To provide a hook for the len function and make the len(MultiRange("1,2-6")) code work, we need to define a __len__ method. The method returns an integer number: the one we plan to store in __length.

We do not want anyone to be able to mess with the stored value, that’s why we store it in the private attribute __length (notice those __ at the beginning!). But we want a user to be able to access it without having to call the len function. To do this, we define a class property with the @property decorator.

Every time the user calls MultiRange(" 1,2-6").length, it triggers the property. This checks if the class is ready (self.__ready) and if no length value has been previously stored (self.__length is None). Only and only in this case it calculates the length value and stores it in __length. Otherwise, it returns the default length value: None.

To calculate the MultiRange length, we calculate the difference between all range extreme pairs (a,b) and sum 1 to each (as they should both be included): b-a+1. Then, we sum them all and store it in __length!

How to iterate over the MultiRange elements?

What is an ‘iterator’?

First things first: what is and iterator? Well, in Python we can have iterable (1) and/or iterator (2) methods/classes. An iterable contains elements that can be iterated over, while an iterator is used to iterate over an iterable. According to PEP234:

  1. An object can be iterated over with for if it implements __iter__() or __getitem__().
  2. An object can function as an iterator if it implements next().

Just to re-iterate the concept (pun unintended): if a class includes an __iter__ method it can be iterated over, i.e., the class is iterable. If a class includes a __next__ method, it is an iterator.

Notice that, when a class is an iterator it is, per definition, also iterable. The vice-versa is not true: not all iterables are iterators. While the wording might be confusing, the concept is quite simple. Since an iterator iterates over the elements of something, one could iterate over its elements, which makes it an iterable too. On the other hand, one could potentially be able to iterate over the elements of an iterable only if an iterator is available.

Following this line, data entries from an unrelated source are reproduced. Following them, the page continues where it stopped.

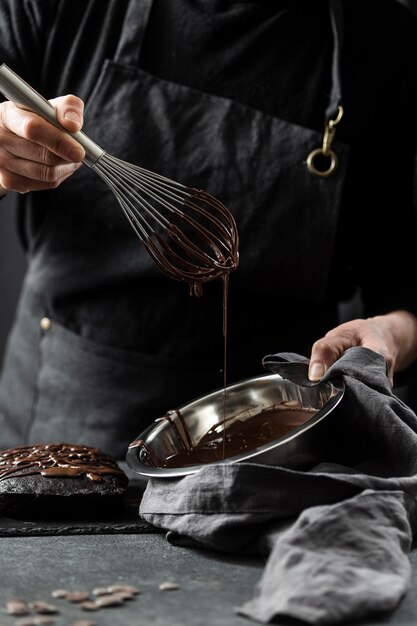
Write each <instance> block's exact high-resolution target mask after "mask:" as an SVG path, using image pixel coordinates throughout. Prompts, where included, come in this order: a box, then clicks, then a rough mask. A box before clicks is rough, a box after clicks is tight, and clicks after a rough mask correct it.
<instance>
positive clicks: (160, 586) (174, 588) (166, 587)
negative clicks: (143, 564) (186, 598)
mask: <svg viewBox="0 0 417 626" xmlns="http://www.w3.org/2000/svg"><path fill="white" fill-rule="evenodd" d="M159 588H160V590H161V591H176V590H177V589H179V588H180V586H179V585H177V583H173V582H170V581H167V582H165V583H161V584H160V585H159Z"/></svg>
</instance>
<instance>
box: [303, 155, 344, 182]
mask: <svg viewBox="0 0 417 626" xmlns="http://www.w3.org/2000/svg"><path fill="white" fill-rule="evenodd" d="M322 163H323V164H325V165H327V163H328V166H327V167H323V165H322ZM307 167H308V171H309V172H311V173H312V174H314V176H322V177H323V178H326V177H327V176H331V175H332V174H333V172H334V171H335V169H336V167H337V155H336V153H335V152H333V150H329V151H328V152H327V154H325V153H324V150H323V148H316V149H315V150H312V151H311V152H310V154H309V155H308V157H307Z"/></svg>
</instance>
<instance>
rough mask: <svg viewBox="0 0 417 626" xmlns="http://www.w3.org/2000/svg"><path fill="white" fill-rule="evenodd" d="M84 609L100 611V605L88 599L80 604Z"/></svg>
mask: <svg viewBox="0 0 417 626" xmlns="http://www.w3.org/2000/svg"><path fill="white" fill-rule="evenodd" d="M80 606H81V608H82V609H83V611H98V609H99V607H98V606H97V604H96V603H95V602H93V601H92V600H86V601H85V602H81V604H80Z"/></svg>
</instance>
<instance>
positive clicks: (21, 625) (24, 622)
mask: <svg viewBox="0 0 417 626" xmlns="http://www.w3.org/2000/svg"><path fill="white" fill-rule="evenodd" d="M52 624H55V620H53V619H52V618H51V617H25V618H24V619H20V620H18V621H17V623H16V626H52Z"/></svg>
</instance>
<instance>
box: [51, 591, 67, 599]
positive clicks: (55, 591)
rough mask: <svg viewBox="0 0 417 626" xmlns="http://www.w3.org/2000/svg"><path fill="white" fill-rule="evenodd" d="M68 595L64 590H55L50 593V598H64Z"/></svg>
mask: <svg viewBox="0 0 417 626" xmlns="http://www.w3.org/2000/svg"><path fill="white" fill-rule="evenodd" d="M67 595H68V591H67V590H66V589H55V590H54V591H53V592H52V593H51V596H52V597H53V598H66V597H67Z"/></svg>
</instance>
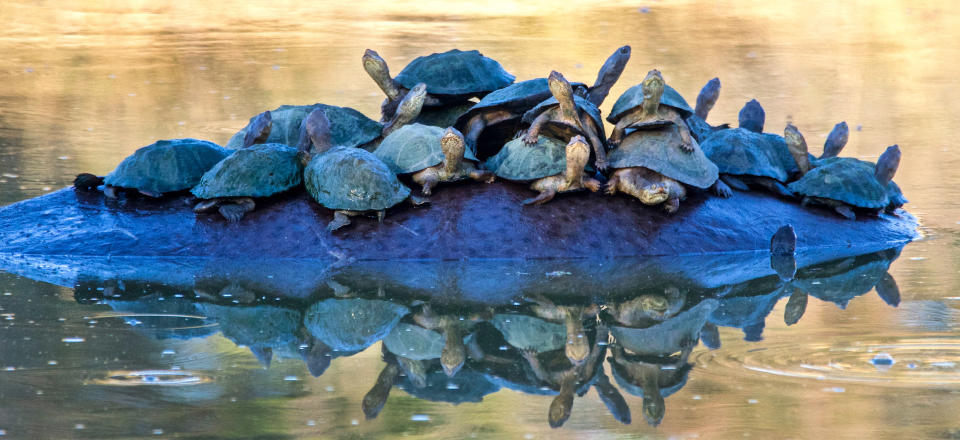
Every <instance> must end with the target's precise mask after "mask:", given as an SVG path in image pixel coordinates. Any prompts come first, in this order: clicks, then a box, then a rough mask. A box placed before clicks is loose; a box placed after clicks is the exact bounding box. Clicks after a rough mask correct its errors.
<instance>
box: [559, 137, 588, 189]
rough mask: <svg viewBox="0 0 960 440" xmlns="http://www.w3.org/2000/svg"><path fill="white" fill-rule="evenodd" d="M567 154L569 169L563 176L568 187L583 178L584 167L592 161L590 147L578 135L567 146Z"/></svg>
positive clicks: (567, 167) (567, 158)
mask: <svg viewBox="0 0 960 440" xmlns="http://www.w3.org/2000/svg"><path fill="white" fill-rule="evenodd" d="M566 154H567V168H566V170H564V173H563V175H564V178H565V179H566V181H567V186H573V185H574V184H575V183H577V182H579V181H580V179H581V178H583V167H585V166H587V162H588V161H590V146H589V145H588V144H587V140H586V139H584V138H583V136H580V135H577V136H574V137H573V139H570V143H568V144H567V149H566Z"/></svg>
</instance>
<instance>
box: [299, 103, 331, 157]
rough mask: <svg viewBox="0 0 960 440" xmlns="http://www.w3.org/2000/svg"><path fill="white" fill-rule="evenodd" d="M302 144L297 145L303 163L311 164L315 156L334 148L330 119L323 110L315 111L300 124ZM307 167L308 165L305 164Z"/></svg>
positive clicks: (322, 109) (311, 112)
mask: <svg viewBox="0 0 960 440" xmlns="http://www.w3.org/2000/svg"><path fill="white" fill-rule="evenodd" d="M300 134H301V136H300V142H299V143H298V144H297V150H298V154H299V155H300V158H301V161H303V162H309V161H310V157H311V156H312V155H314V154H321V153H323V152H325V151H327V150H329V149H330V148H332V147H333V138H332V137H331V135H330V119H328V118H327V114H326V113H325V112H324V111H323V109H320V108H317V109H314V110H313V111H312V112H310V114H308V115H307V117H306V118H303V122H301V123H300ZM304 165H306V163H304Z"/></svg>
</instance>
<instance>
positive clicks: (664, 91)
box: [607, 84, 693, 124]
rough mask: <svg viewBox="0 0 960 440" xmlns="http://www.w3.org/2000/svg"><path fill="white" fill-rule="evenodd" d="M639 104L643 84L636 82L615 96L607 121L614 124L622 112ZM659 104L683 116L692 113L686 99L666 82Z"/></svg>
mask: <svg viewBox="0 0 960 440" xmlns="http://www.w3.org/2000/svg"><path fill="white" fill-rule="evenodd" d="M641 105H643V84H637V85H635V86H633V87H630V88H629V89H627V91H626V92H623V94H622V95H620V97H619V98H617V102H615V103H613V109H611V110H610V114H609V115H607V121H610V123H611V124H616V123H617V121H618V120H620V117H621V116H623V114H624V113H626V112H628V111H630V110H633V109H635V108H637V107H640V106H641ZM660 105H668V106H670V107H673V108H674V110H677V111H678V112H680V116H682V117H683V118H686V117H688V116H690V115H692V114H693V109H692V108H690V104H687V101H686V100H685V99H683V96H681V95H680V93H679V92H677V91H676V90H674V89H673V87H670V86H668V85H666V84H664V85H663V94H662V95H660Z"/></svg>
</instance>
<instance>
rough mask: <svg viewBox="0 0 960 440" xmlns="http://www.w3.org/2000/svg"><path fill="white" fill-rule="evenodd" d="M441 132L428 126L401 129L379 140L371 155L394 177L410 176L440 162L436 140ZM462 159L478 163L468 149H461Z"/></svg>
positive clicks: (440, 157) (438, 144) (471, 152)
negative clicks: (390, 170) (379, 145)
mask: <svg viewBox="0 0 960 440" xmlns="http://www.w3.org/2000/svg"><path fill="white" fill-rule="evenodd" d="M444 132H445V130H444V129H443V128H440V127H434V126H432V125H423V124H409V125H404V126H403V127H400V128H399V129H397V130H396V131H394V132H393V133H390V134H389V135H388V136H387V137H385V138H383V141H381V142H380V146H379V147H377V149H376V151H374V152H373V155H374V156H377V158H379V159H380V160H382V161H383V163H385V164H387V166H388V167H390V170H392V171H393V172H394V173H397V174H406V173H414V172H417V171H420V170H422V169H425V168H429V167H432V166H434V165H437V164H439V163H441V162H443V150H442V149H440V138H441V137H443V133H444ZM463 158H464V159H466V160H472V161H474V162H478V161H479V159H477V157H476V156H474V155H473V152H472V151H470V149H469V148H465V149H464V153H463Z"/></svg>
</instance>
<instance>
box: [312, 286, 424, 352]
mask: <svg viewBox="0 0 960 440" xmlns="http://www.w3.org/2000/svg"><path fill="white" fill-rule="evenodd" d="M407 313H410V309H408V308H406V307H405V306H402V305H400V304H394V303H392V302H389V301H381V300H367V299H360V298H349V299H336V298H330V299H325V300H323V301H320V302H318V303H316V304H314V305H312V306H310V307H309V308H308V309H307V312H306V315H305V316H304V318H303V324H304V326H306V328H307V330H309V331H310V333H311V334H313V336H315V337H316V338H317V339H319V340H320V341H321V342H323V343H324V344H326V345H327V346H328V347H330V348H332V349H334V350H337V351H360V350H363V349H365V348H367V347H369V346H370V345H372V344H373V343H374V342H377V341H379V340H381V339H383V338H384V337H386V336H387V335H388V334H389V333H390V331H391V330H393V327H394V326H396V325H397V322H399V321H400V318H402V317H403V316H405V315H406V314H407Z"/></svg>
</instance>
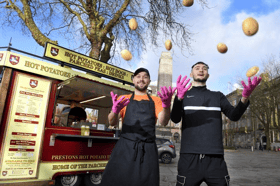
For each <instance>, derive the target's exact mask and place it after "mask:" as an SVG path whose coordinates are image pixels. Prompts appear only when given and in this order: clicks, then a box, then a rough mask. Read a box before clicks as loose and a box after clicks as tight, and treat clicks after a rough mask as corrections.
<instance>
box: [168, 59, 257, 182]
mask: <svg viewBox="0 0 280 186" xmlns="http://www.w3.org/2000/svg"><path fill="white" fill-rule="evenodd" d="M208 69H209V67H208V65H207V64H205V63H204V62H197V63H196V64H194V65H193V66H192V71H191V74H190V76H191V77H192V78H193V83H192V88H191V89H190V86H191V84H190V85H188V86H187V87H186V85H187V84H188V82H189V81H190V80H189V79H188V80H187V81H185V80H186V78H187V76H185V77H184V78H183V79H182V81H181V75H180V76H179V77H178V79H177V96H176V97H175V100H174V104H173V108H172V111H171V120H172V121H173V122H174V123H179V122H180V121H181V119H182V140H181V151H180V159H179V162H178V175H177V184H176V186H199V185H200V184H201V183H202V182H203V181H204V182H206V184H207V185H209V186H226V185H229V180H230V178H229V175H228V170H227V166H226V163H225V160H224V149H223V141H222V117H221V112H223V113H224V114H225V115H226V116H227V117H228V118H229V119H230V120H231V121H238V120H239V119H240V117H241V116H242V115H243V113H244V112H245V110H246V109H247V107H248V106H249V100H248V97H249V96H250V94H251V93H252V91H253V90H254V89H255V87H256V86H257V85H258V84H259V83H260V81H261V78H259V79H258V78H257V77H255V78H254V79H253V82H251V79H250V78H248V86H246V85H245V83H244V82H243V81H242V85H243V86H244V89H243V92H242V98H241V100H240V101H239V103H238V105H237V106H236V107H235V108H234V107H233V106H232V105H231V104H230V103H229V101H228V100H227V98H226V97H225V95H224V94H223V93H221V92H214V91H210V90H208V89H207V88H206V81H207V79H208V78H209V74H208ZM185 87H186V88H185Z"/></svg>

Making your own Python iterator

So, now that we know what an iterator is, how can we make our MultiRange class into one? It’s fairly simple: we implemented two methods:

  • __next__ is our iterator method, which will return one element of MultiRange at a time, and in order. Once the elements are over, it will raise a StopIteration error.
  • __iter__ is our iterable method. When called, it allows a user to iterate over the elements of the MultiRange, starting from its first. This method needs only to reset the iterable location to the first element, and return the class itself. Python will tkae care of the magic behind it all, and link __iter__ and __next__ together.

In __next__ we want to (1) know which element have iterated to and (2) iterate to the next one if possible, otherwise trigger a StopIteration. First, we store the iterator location in __current_item as a tuple containing two numbers: the index of the current range and the index of the current element in that range (starting from (0,0)).

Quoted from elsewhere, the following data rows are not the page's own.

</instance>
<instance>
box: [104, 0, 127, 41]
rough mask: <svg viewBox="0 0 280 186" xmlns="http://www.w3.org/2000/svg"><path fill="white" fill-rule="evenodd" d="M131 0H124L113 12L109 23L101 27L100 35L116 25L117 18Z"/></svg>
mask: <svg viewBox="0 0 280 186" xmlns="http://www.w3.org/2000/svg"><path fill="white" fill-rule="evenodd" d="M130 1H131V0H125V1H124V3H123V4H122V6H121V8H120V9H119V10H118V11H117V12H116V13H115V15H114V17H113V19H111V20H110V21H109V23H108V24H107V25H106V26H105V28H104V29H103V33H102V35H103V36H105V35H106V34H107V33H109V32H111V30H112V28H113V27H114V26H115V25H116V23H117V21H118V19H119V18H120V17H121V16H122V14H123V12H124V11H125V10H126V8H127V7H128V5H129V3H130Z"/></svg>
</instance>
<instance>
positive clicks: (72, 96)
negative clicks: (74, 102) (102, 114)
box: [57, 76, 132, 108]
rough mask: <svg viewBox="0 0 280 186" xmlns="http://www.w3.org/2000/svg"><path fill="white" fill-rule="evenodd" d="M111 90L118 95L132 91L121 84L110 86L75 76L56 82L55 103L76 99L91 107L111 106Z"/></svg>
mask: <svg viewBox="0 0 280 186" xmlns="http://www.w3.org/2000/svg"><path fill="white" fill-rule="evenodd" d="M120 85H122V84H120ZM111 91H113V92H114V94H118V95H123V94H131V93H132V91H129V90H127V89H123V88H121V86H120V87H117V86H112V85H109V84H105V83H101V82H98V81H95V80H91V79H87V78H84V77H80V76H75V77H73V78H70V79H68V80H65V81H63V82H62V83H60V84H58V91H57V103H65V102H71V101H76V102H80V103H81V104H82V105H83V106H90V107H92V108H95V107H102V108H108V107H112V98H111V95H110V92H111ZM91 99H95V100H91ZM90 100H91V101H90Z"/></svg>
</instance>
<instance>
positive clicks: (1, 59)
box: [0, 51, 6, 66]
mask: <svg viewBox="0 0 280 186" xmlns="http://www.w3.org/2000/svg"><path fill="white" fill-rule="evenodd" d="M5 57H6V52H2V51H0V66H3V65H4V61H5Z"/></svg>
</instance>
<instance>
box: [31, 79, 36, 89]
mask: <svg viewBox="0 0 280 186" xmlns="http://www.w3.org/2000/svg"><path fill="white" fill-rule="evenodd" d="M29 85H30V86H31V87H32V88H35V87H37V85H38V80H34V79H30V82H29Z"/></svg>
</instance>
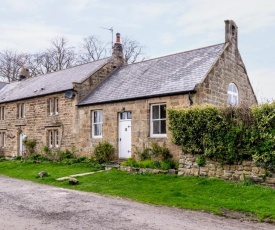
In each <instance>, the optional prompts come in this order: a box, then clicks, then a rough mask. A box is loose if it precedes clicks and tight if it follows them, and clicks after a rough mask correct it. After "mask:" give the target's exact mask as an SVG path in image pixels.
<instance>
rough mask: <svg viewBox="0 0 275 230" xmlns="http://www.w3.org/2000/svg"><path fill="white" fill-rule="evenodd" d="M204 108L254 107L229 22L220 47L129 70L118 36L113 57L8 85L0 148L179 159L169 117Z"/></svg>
mask: <svg viewBox="0 0 275 230" xmlns="http://www.w3.org/2000/svg"><path fill="white" fill-rule="evenodd" d="M204 103H210V104H214V105H218V106H219V105H227V104H230V105H238V104H247V105H252V104H257V99H256V97H255V94H254V92H253V89H252V87H251V84H250V81H249V78H248V75H247V72H246V68H245V66H244V63H243V61H242V58H241V56H240V53H239V51H238V28H237V26H236V24H235V23H234V22H233V21H232V20H226V21H225V43H221V44H217V45H213V46H208V47H204V48H200V49H196V50H191V51H187V52H182V53H177V54H172V55H168V56H164V57H160V58H155V59H151V60H146V61H142V62H139V63H134V64H129V65H127V64H124V63H123V47H122V45H121V43H120V35H119V34H117V39H116V43H115V44H114V48H113V55H112V56H111V57H110V58H105V59H102V60H99V61H95V62H91V63H87V64H84V65H79V66H75V67H72V68H69V69H66V70H62V71H58V72H54V73H49V74H45V75H42V76H39V77H35V78H28V79H22V80H21V81H19V82H14V83H11V84H7V85H6V86H4V87H3V88H2V89H1V90H0V111H1V114H2V115H1V116H0V117H1V119H0V145H1V146H2V147H4V149H5V152H6V154H7V155H12V154H14V155H21V154H22V152H23V151H24V147H23V144H22V140H23V138H24V136H28V137H31V138H35V139H37V141H38V148H41V147H42V146H43V145H47V146H49V147H51V148H61V149H66V148H70V147H71V146H72V145H74V146H75V147H76V150H77V151H78V152H79V153H80V154H83V155H90V154H91V152H92V151H93V149H94V146H96V145H97V144H98V143H99V142H100V141H103V140H106V141H108V142H110V143H111V144H112V145H114V147H115V150H116V154H117V156H118V158H129V157H134V156H135V155H134V154H135V150H136V149H137V150H142V148H144V147H147V146H150V143H152V142H158V143H159V144H163V143H166V146H167V147H168V148H169V150H170V151H171V153H172V154H173V155H174V158H175V159H179V156H180V154H181V149H180V148H179V147H178V146H175V145H174V144H172V142H171V134H170V133H169V131H168V122H167V119H168V118H167V113H166V110H167V109H169V108H171V107H188V106H191V105H194V104H204Z"/></svg>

When we reach the last element of a range, we move to the first element of the next range. If we have reached the last element of the last range, it is time to stop.

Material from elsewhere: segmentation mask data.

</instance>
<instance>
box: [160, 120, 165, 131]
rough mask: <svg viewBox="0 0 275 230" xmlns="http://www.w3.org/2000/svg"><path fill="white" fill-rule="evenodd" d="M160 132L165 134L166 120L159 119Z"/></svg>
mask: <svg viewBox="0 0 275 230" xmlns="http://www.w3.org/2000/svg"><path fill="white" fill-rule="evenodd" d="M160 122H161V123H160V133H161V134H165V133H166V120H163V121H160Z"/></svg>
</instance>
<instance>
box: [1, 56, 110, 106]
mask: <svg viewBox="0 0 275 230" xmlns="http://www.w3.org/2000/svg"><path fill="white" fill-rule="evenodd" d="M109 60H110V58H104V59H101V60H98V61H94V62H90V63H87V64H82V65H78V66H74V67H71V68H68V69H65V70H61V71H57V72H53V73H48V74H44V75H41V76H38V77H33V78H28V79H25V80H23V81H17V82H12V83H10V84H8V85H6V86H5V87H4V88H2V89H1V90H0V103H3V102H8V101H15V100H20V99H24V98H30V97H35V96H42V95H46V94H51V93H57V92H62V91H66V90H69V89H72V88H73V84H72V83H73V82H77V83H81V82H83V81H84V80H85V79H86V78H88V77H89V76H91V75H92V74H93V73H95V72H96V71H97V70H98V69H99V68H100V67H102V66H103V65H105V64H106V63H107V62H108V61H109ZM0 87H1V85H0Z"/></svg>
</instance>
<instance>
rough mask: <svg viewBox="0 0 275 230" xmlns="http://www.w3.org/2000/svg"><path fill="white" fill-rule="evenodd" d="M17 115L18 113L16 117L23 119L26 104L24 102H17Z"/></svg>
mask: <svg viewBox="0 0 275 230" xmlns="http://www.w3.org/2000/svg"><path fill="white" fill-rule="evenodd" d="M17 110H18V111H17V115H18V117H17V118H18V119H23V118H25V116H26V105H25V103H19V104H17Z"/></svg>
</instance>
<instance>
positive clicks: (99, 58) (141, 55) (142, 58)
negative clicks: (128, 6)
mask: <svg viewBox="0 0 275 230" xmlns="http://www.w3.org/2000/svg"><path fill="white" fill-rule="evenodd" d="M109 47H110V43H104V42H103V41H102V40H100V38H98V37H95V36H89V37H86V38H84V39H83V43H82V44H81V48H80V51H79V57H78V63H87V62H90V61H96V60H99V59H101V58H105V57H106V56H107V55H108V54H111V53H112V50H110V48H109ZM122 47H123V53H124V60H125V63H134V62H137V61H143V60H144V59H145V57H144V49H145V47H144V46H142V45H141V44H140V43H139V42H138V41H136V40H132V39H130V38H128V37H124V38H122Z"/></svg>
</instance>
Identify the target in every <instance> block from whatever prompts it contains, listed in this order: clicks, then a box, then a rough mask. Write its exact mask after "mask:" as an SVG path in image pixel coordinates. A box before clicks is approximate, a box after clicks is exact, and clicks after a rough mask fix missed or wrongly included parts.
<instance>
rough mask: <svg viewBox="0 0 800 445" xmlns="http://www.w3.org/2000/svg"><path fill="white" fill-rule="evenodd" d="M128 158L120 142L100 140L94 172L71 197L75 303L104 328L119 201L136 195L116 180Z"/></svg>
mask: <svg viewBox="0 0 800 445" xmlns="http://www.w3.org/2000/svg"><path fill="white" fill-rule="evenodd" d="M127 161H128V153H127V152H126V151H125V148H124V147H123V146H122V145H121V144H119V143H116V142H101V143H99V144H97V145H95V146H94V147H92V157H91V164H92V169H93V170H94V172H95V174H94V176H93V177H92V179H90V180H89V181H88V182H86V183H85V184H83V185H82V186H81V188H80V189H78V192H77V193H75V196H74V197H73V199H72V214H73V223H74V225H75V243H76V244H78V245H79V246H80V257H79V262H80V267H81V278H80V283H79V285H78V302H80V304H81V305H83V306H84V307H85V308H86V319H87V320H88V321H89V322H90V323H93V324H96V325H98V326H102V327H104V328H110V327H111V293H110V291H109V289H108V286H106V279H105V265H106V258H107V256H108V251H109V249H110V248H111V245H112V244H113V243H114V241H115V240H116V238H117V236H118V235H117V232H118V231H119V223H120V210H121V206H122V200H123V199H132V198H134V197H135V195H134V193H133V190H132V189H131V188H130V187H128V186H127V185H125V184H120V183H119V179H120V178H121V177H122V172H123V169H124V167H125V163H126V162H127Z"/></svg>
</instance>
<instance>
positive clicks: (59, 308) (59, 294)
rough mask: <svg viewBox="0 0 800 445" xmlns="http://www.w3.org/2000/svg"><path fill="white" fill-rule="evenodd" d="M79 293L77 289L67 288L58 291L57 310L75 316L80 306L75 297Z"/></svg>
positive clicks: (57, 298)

def __next__(self) -> int:
    current_range_id, current_item = self.__current_item
    if current_range_id >= len(self.__extremes_list):
        raise StopIteration
    current_range = self.__extremes_list[current_range_id]
    if current_item >= current_range[1]-current_range[0]:
        self.__current_item = (current_range_id+1, 0)
    else:
        self.__current_item = (current_range_id, current_item+1)
    return current_range[0]+current_item

def __iter__(self) -> Iterator[int]:
    self.__current_item = (0, 0)
    return self